The radius measurements surely are subject to some error. I would expect the amount of error to be proportional to the radii themselves. Let us assume the measurements are otherwise unbiased. A reasonable solution then uses weighted nonlinear least squares fitting, with weights inversely proportional to the squared radii.
This is standard stuff available in (among other things) Python, R, Mathematica, and many full-featured statistical packages, so I will just illustrate it. Here are some data obtained by measuring the distances, with relative error of 10%, to five random access points surrounding the device location:
Mathematica needs just one line of code and no measurable CPU time to compute the fit:
fit = NonlinearModelFit[data, Norm[{x, y} - {x0, y0}], {x0, y0}, {x, y}, Weights -> 1/observations^2]
One advantage of using a statistical technique like this is that it can produce confidence intervals for the parameters (which are the coordinates of the device) and even a simultaneous confidence ellipse for the device location.
ellipsoid = fit["ParameterConfidenceRegion", ConfidenceLevel -> 0.95];
fit["ParameterConfidenceIntervalTable", ConfidenceLevel -> 0.95]

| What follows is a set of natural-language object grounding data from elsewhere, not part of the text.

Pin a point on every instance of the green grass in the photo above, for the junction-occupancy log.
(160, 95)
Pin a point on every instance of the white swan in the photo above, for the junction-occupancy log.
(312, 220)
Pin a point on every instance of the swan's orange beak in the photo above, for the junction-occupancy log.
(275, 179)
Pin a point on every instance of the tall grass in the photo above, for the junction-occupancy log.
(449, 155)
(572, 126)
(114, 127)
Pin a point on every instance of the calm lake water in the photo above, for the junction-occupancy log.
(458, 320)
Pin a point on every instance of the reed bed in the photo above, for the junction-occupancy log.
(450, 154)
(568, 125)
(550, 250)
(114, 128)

It is instructive to plot the data and the solution:
Graphics[{Opacity[0.2], EdgeForm[Opacity[0.75]], White, Disk[Most[#], Last[#]] & /@ data,
Opacity[1], Red, ellipsoid,
PointSize[0.0125], Blue, Point[source], Red, Point[solution],
PointSize[0.0083], White, Point @ points},
Background -> Black, ImageSize -> 600]
The white dots are the (known) access point locations.
The large blue dot is the true device location.

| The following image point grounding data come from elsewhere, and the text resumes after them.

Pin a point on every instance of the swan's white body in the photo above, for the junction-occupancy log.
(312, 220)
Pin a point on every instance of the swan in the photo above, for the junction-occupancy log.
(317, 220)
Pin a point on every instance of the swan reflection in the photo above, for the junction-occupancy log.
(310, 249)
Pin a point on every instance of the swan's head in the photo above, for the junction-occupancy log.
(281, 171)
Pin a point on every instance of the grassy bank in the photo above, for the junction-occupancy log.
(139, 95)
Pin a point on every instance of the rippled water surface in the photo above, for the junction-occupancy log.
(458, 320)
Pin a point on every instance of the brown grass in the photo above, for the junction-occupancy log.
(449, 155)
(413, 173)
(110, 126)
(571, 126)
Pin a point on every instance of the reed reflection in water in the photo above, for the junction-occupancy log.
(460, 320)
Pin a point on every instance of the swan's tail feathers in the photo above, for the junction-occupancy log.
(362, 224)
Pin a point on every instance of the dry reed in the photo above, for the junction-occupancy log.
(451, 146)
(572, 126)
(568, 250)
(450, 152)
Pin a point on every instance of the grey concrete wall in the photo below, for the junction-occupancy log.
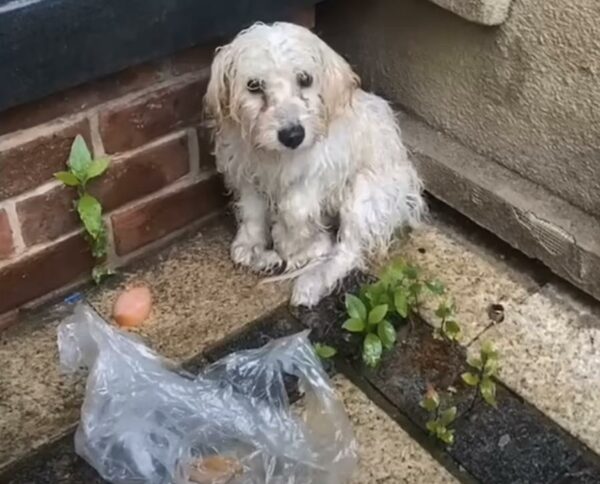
(525, 94)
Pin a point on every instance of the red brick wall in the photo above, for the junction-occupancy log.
(161, 179)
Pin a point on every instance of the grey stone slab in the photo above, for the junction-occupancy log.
(485, 12)
(550, 356)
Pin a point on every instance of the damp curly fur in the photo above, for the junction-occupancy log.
(351, 165)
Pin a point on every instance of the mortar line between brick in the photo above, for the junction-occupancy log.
(135, 95)
(193, 152)
(97, 143)
(156, 245)
(183, 182)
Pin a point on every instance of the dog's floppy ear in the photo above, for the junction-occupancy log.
(218, 92)
(339, 81)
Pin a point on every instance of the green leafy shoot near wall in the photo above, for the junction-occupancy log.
(81, 169)
(395, 298)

The gray circles represent the measured radii. Ideally, they would all intersect at the true device location--but obviously they do not, due to measurement error.
The large red dot is the estimated device location.

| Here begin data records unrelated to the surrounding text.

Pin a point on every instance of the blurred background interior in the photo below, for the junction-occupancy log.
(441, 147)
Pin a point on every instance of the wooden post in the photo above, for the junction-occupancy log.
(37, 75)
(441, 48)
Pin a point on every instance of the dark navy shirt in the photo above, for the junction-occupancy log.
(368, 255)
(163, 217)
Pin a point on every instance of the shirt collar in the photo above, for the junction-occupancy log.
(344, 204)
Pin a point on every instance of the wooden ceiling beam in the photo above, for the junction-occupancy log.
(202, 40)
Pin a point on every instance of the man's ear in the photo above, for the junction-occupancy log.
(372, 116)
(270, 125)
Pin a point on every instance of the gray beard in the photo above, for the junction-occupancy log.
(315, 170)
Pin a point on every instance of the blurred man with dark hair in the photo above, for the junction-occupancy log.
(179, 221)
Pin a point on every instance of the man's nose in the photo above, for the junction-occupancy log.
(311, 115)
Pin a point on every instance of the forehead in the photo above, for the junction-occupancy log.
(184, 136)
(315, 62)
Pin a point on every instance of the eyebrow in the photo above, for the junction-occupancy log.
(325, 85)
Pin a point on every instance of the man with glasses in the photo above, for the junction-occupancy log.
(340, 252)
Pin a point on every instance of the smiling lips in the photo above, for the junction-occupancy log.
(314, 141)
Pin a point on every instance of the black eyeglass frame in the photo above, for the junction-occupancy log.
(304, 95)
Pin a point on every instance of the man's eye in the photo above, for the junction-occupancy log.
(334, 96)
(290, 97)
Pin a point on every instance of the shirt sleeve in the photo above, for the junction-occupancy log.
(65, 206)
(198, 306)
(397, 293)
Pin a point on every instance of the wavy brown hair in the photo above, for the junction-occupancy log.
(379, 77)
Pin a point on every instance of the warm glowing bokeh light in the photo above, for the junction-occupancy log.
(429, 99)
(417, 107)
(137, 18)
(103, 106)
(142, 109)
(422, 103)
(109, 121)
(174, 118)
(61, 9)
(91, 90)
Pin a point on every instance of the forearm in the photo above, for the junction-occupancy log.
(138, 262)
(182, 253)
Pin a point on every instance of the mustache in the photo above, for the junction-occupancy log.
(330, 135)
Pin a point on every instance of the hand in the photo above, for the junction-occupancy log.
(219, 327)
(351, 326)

The red ellipse demarcates a 95% confidence region for the device location.
The shape of the ellipse in this case is of interest: the locational uncertainty is greatest along a NW-SE line. Here, the distances to three access points (to the NE and SW) barely change and there is a trade-off in errors between the distances to the two other access points (to the north and southeast).
(A more accurate confidence region can be obtained in some systems as a contour of a likelihood function; this ellipse is just a second-order approximation to such a contour.)
When the radii are measured without error, all the circles will have at least one point of mutual intersection and--if that point is unique--it will be the unique solution.
This method works with two or more access points. Three or more are needed to obtain confidence intervals. When only two are available, it finds one of the points of intersection (if they exist); otherwise, it selects an appropriate location between the two access points.